All it took was an instant, in the end. This one tiny moment and suddenly the shit on the ceiling was turning into a mutant monster ready to vore someone. It was a clusterfuck most aptly described by Frypan’s very quiet, very horrified, “Someone’s done an oopsy doodle.”

Because this is the truth as eighty percent of people here know it: only one of these statements is true and it doesn’t take a genius to figure out which. The relationship between the trio that had formed a core pillar of the Glader’s was not exactly a secret, no matter how much they may have tried to keep it one at first. It’s kind of hard to keep things on the downlow when you’re part of a small community of people just barely beginning to edge their way out of puberty who are stuck in what is essentially an elaborate rat trap for years because the evil scientists behind the whole thing forgot you existed.

So the boyfriend part? Not exactly a surprise at this point. Everyone knew, everyone had walked in on them at inopportune times, and there’d been enough relentless teasing that even the dead probably knew it. (And there was a lot of dead, so that’s saying something).

Husband, on the other hand? Ha, no. Not a chance in Hell.

The one to break the silence was Chuck, his voice pitched high enough it sounded like jigglypuff that had been using a helium balloon like an inhaler. It was impressive really, considering that he was smack bang in the middle of his voice breaking. “Wait, husband? When did you guys get married? Thomas, you didn’t tell me you got married! I thought we were brothers!”

Thomas could not answer this question, as he had not been aware of such a marriage in the first place. His face was somehow managing to do a balancing act between blanching and blushing.

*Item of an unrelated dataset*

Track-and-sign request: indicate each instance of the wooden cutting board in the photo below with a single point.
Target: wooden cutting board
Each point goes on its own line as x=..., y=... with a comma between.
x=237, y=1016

He was probably the only person in the world who could pull it off and even then it was only barely.

(Apparently there was one use of all the adrenaline just constantly circulating through him and that’s that it makes him what could be considered a pretty boy from certain angles).

The culprits of all this confusion both had a look that was universally recognizable and it was one that people everywhere could appreciate. It was the ‘we had one job and we blew it’ look, aka the biggest mood to ever mood. Not that relatability was going to save them, because that’s not how life works. Or is it? 

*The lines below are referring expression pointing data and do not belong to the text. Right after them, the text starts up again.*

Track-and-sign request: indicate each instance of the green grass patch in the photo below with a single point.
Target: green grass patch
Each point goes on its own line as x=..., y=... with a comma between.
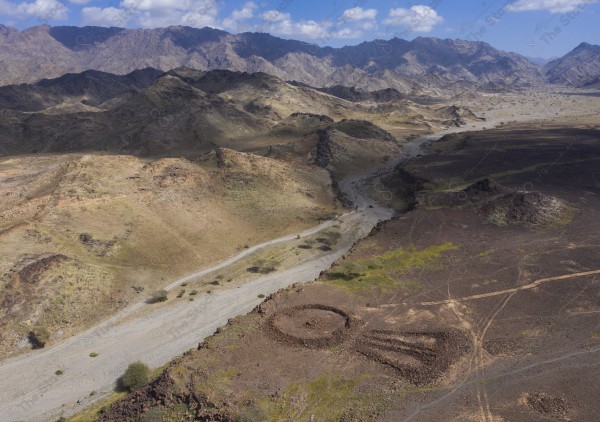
x=333, y=398
x=487, y=253
x=385, y=271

…don’t ask me. I’m just the author, and if I had the secrets to life and the universe and all that jazz then I probably wouldn’t be spending all my time on fanfic. Or I’d be spending more of my time on fanfic in order to dodge the heavy weight that comes with such enlightenment. But anyway, that’s neither here nor there. The point is, Minho and Newt had fucked up and they were exchanging the frantic non verbal communication that they were so fond of.

(“Roll with it,” Newt’s eyes said.

“You’re crazy and so is this but fine,” Minho’s eyes said.

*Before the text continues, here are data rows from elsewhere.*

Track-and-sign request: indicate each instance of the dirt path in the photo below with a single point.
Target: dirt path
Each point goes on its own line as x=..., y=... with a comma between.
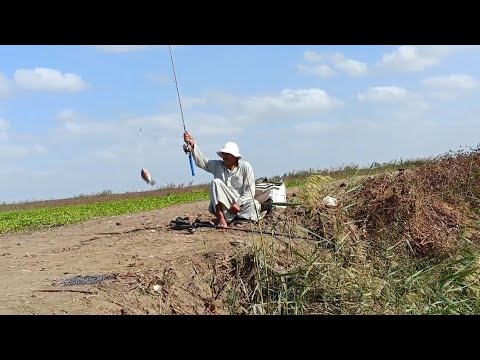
x=141, y=249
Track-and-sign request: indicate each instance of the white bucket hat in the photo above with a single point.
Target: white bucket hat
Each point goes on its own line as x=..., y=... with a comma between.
x=230, y=148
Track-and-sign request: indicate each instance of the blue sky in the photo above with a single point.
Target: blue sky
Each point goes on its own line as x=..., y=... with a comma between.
x=83, y=119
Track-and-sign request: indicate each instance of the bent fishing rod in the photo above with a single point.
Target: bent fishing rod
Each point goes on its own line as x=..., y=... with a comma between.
x=186, y=147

Thomas was not part of this communication because his eyes currently held nothing beyond the indistinct screaming of one who had looked despair in the face and knew it needed to wash its hair).

“Babe,” Minho said. “Babe please, we talked about this. You have to propose to someone before you can call them your husband- you can’t just skip steps like this.”

Newt blinked like he was an innocent angel baby (UwU? UwU!) who had just made a simple mistake and not someone who had been waiting for this opportunity for many months. “Oh right. Oopsy doodle?”

“You dumb shank,” but it was said fondly.

“Bloody hell- I’ll fix it! Just you watch!” And to his credit, Newt did technically fix it. Nobody could deny that, not even Janson, who had been watching this all unfold with the annoyance of someone who’d just been told that the teddy bear they’d been wanting to buy for weeks was no longer in stock. It’s just that the ‘Newt touch’ in this particular case was likely bad for Thomas’ blood pressure (that shade of red couldn’t be healthy), and very confusing for everyone else who had no idea what this clusterfuck was, only that it was happening.

The fix unfolded like this:

Newt got down on one knee. Thomas let out of a hoarse noise that could either be considered a whimper of the throes of a dying seal depending on your general view on things. Minho squeezed Thomas’ arm where his hand had never moved from, doing his best to be reassuring in a situation that was probably just making Thomas want to nyoom into a blizzard and never be seen again.

Newt did not pull out a ring, because rings were beyond what they could have made in the maze and the author does have some standards. He did, however, take Thomas’ hand in two of his and say, “Tommy, love, we’ve been meaning to do this for a while but-” a breath that shook ever so slightly ”-will you marry us?”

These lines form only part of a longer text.